Even with the largely praised intermediate track racing with this car, the a trailing driver still struggles to trail behind a leader but intermediate tracks marginalize the issue because they are wide enough to allow for a trailing car to find speed elsewhere.

That isn’t the case on narrow single-lane short tracks.

“I think they’re going to take big swipes at the tire, the whole package in general,” Harvick said of NASCAR this winter. “But in my opinion, I don’t think they’re going to be able to fix it until they’re driving faster into the corner and slower in the middle of the corner.”

During the state of the sport press conference during championship weekend at Phoenix Raceway, NASCAR chief operating officer Steve O’Donnell said they were open to increasing horsepower but also said they were more interested in pursuing options related to the tire and aerodynamics.

Harvick is adamant the lower horsepower hasn’t saved teams money nor has it helped the racing product.

“We (used to get) out of the car and they were making 1000 horsepower and today they make 750, mufflers on them, less,” Harvick said to Earnhardt. “Since we had the first test with the 550 horsepower engine, the cars have become more aero sensitive but if they were way too fast in the corner, you’d have to get way off the gas and do all the things you used to do with the car on entry and with the grip level.
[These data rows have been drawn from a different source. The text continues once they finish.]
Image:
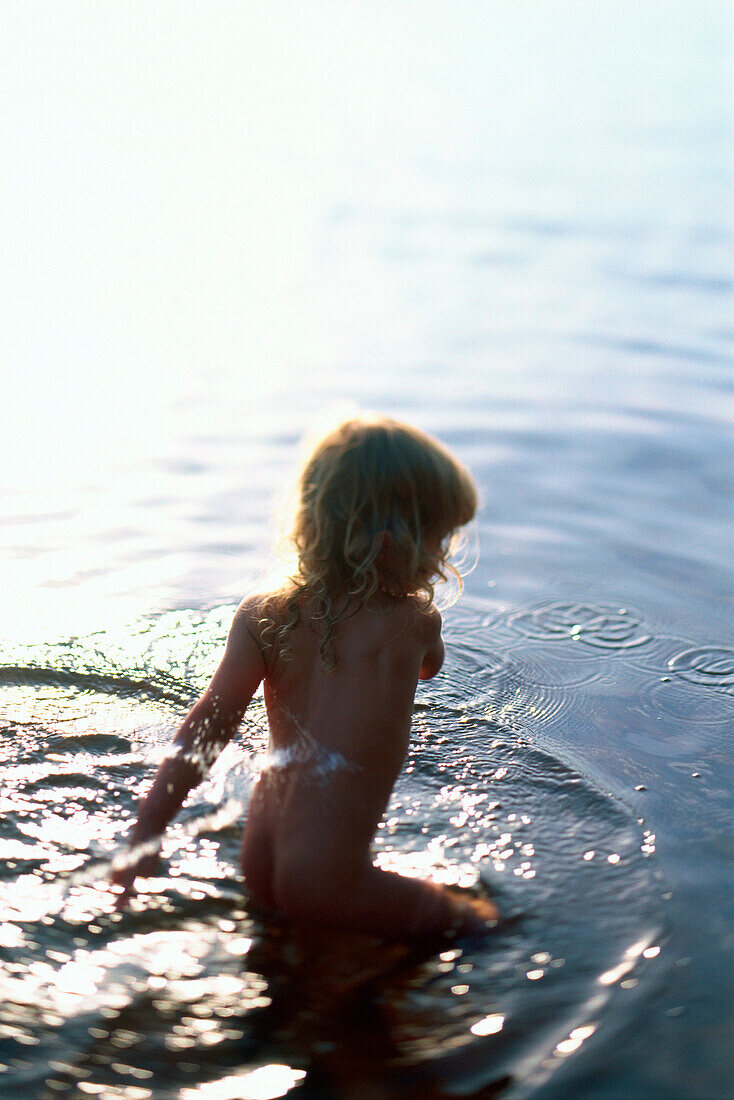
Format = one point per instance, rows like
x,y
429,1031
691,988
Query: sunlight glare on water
x,y
227,226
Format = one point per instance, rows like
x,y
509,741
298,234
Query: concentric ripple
x,y
612,628
710,666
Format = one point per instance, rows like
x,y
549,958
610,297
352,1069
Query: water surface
x,y
518,239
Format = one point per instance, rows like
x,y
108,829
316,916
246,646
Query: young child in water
x,y
339,649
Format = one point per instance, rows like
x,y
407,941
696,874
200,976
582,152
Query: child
x,y
340,649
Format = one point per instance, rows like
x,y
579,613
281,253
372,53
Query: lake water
x,y
225,226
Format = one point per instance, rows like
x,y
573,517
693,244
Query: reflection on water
x,y
190,983
511,224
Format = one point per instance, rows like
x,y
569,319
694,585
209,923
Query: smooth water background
x,y
511,224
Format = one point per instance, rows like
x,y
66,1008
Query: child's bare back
x,y
338,741
339,651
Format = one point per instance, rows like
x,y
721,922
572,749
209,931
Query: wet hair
x,y
379,505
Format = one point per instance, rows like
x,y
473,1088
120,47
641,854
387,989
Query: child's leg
x,y
380,902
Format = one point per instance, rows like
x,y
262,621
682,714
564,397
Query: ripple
x,y
674,699
611,628
710,666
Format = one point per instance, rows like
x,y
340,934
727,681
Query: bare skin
x,y
338,741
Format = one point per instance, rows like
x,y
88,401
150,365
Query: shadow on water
x,y
192,993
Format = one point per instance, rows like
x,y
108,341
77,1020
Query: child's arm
x,y
208,726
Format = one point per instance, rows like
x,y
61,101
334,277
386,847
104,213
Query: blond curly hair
x,y
379,505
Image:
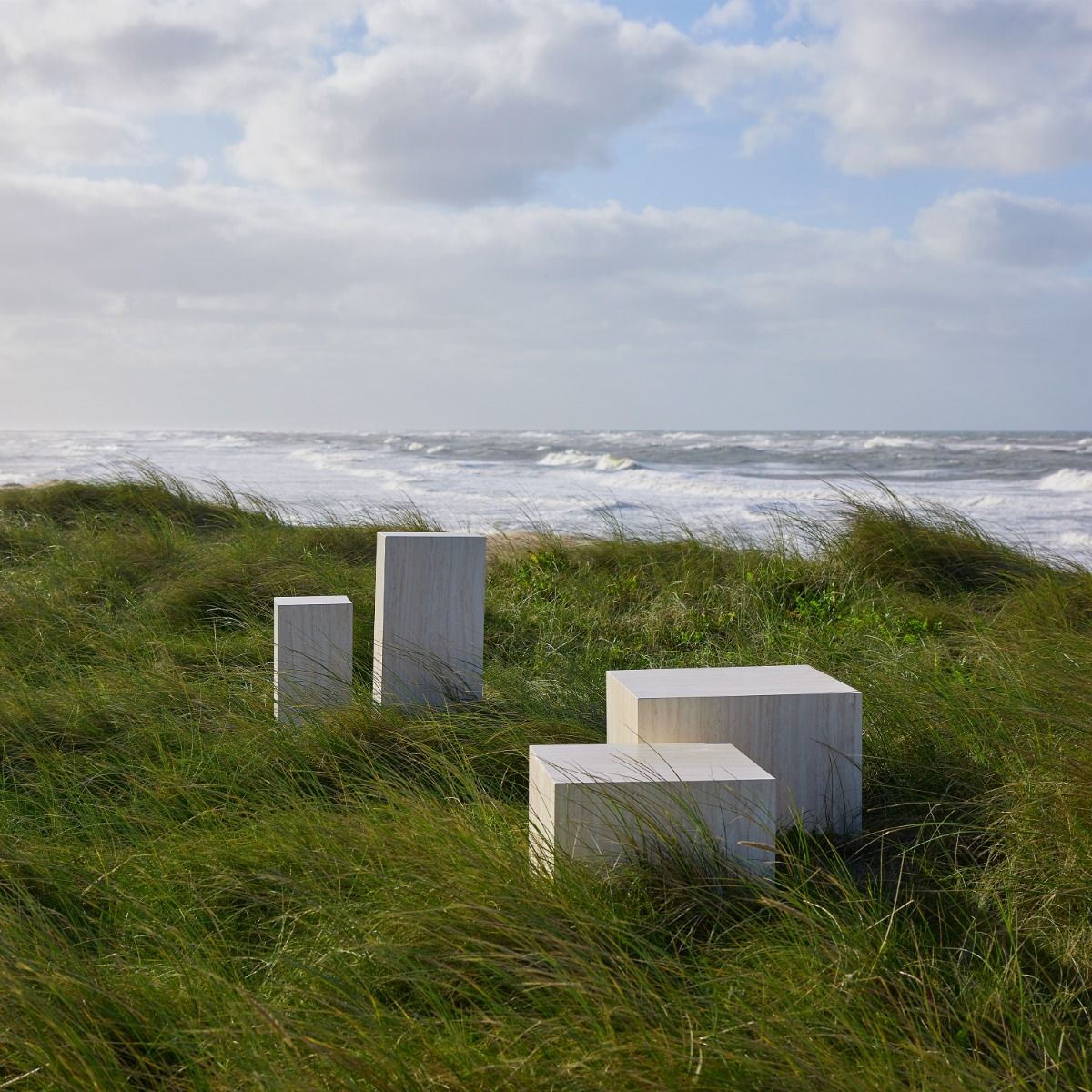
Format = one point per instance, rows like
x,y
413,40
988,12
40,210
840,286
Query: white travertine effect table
x,y
430,617
802,725
312,654
600,804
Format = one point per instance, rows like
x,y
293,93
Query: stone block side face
x,y
605,823
430,618
541,814
812,743
622,713
312,655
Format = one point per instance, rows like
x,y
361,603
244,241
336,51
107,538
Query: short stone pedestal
x,y
800,724
312,654
602,804
430,618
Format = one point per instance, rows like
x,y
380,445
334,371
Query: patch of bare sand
x,y
513,543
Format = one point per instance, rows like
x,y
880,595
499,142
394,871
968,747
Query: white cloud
x,y
731,15
461,102
993,85
205,305
989,227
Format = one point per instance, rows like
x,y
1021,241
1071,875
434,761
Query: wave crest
x,y
1067,480
605,462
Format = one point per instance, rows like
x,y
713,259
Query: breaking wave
x,y
1067,480
587,460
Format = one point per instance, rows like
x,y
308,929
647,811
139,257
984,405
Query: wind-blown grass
x,y
194,898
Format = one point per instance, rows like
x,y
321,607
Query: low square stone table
x,y
802,725
601,804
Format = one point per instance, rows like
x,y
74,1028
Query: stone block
x,y
430,618
312,654
603,804
802,725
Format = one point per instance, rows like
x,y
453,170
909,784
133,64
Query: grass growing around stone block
x,y
194,898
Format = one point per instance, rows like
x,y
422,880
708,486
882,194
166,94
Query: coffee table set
x,y
716,758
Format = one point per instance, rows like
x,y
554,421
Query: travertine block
x,y
800,724
600,804
430,618
312,654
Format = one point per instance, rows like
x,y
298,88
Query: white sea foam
x,y
1067,480
604,462
1032,486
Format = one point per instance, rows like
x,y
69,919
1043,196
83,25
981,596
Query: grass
x,y
191,898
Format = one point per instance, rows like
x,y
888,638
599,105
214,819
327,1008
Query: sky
x,y
366,214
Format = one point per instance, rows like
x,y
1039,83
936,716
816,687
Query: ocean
x,y
1027,487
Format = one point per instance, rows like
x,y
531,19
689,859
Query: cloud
x,y
991,227
731,15
992,85
224,306
461,102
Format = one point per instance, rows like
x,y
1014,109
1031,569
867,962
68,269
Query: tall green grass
x,y
191,898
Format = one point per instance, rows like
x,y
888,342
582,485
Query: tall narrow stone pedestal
x,y
602,804
312,654
430,618
797,723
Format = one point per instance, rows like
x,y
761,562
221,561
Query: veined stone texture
x,y
602,804
802,725
312,654
430,618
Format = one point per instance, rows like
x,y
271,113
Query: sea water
x,y
1030,487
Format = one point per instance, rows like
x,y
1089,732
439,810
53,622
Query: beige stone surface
x,y
601,804
802,725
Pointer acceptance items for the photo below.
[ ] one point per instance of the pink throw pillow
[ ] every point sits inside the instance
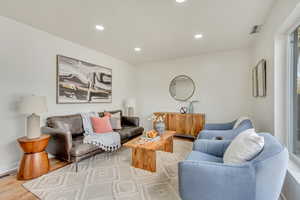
(101, 125)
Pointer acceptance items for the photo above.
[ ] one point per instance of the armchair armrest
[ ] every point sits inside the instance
(210, 134)
(130, 121)
(212, 147)
(60, 142)
(220, 126)
(216, 181)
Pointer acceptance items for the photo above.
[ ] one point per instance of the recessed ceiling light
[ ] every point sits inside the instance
(180, 1)
(100, 27)
(137, 49)
(198, 36)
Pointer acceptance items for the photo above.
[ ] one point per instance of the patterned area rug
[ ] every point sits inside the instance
(109, 176)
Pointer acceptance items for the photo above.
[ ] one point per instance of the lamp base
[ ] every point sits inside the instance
(33, 126)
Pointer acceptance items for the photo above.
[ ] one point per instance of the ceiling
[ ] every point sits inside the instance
(163, 29)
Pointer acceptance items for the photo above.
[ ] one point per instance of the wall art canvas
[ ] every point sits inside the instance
(254, 82)
(82, 82)
(261, 78)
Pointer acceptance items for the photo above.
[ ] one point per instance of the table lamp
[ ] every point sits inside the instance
(130, 105)
(33, 105)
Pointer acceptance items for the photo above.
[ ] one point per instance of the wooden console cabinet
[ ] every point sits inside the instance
(184, 124)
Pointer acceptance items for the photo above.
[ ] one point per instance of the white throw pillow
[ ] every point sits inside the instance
(115, 121)
(244, 147)
(239, 121)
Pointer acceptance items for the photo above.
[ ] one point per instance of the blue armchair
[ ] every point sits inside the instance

“I wish they would just try it but I know it’s a big undertaking.”

Harvick isn’t sure, with the current transaxle, that they can remove shifting from the dynamic. That is one of the items NASCAR will test next month during a test at Phoenix.

“Shifting is tough and when you add the fifth gear, it made it possible because the ratios were closer, but I don’t know if you can take it away because if you did, (there would) just be no power off. Then it would be even worse. So now you’re caught in a weird spot.

“I think the engine rev limit, per the rule book, is 8900 right now but the way the technology and the parts, I don’t think higher horsepower would be a big issue with the manufacturers.

“Maybe we’d take a step back on having engine issues, but if a few engines broke here and there, who cares, right?”

Earnhardt agreed with that assertion too.

“I don’t want to break motors but I do want them pushed to the limits,” Earnhardt said. “I want drivers to get out of the car and say they had nothing left, that the engine and tire had nothing left.”

Harvick says a horsepower increase would not change the economics of the sport in any tangible way.

“The engine bills didn’t go down,” Harvick said. “You can attest to that. Because now we’re looking for one horsepower and looking for one is way more expensive than looking for 10 when you’re in the sort of window that we’re in.

“It’s not really cost effective to take power out because we spend more to find that one gain.”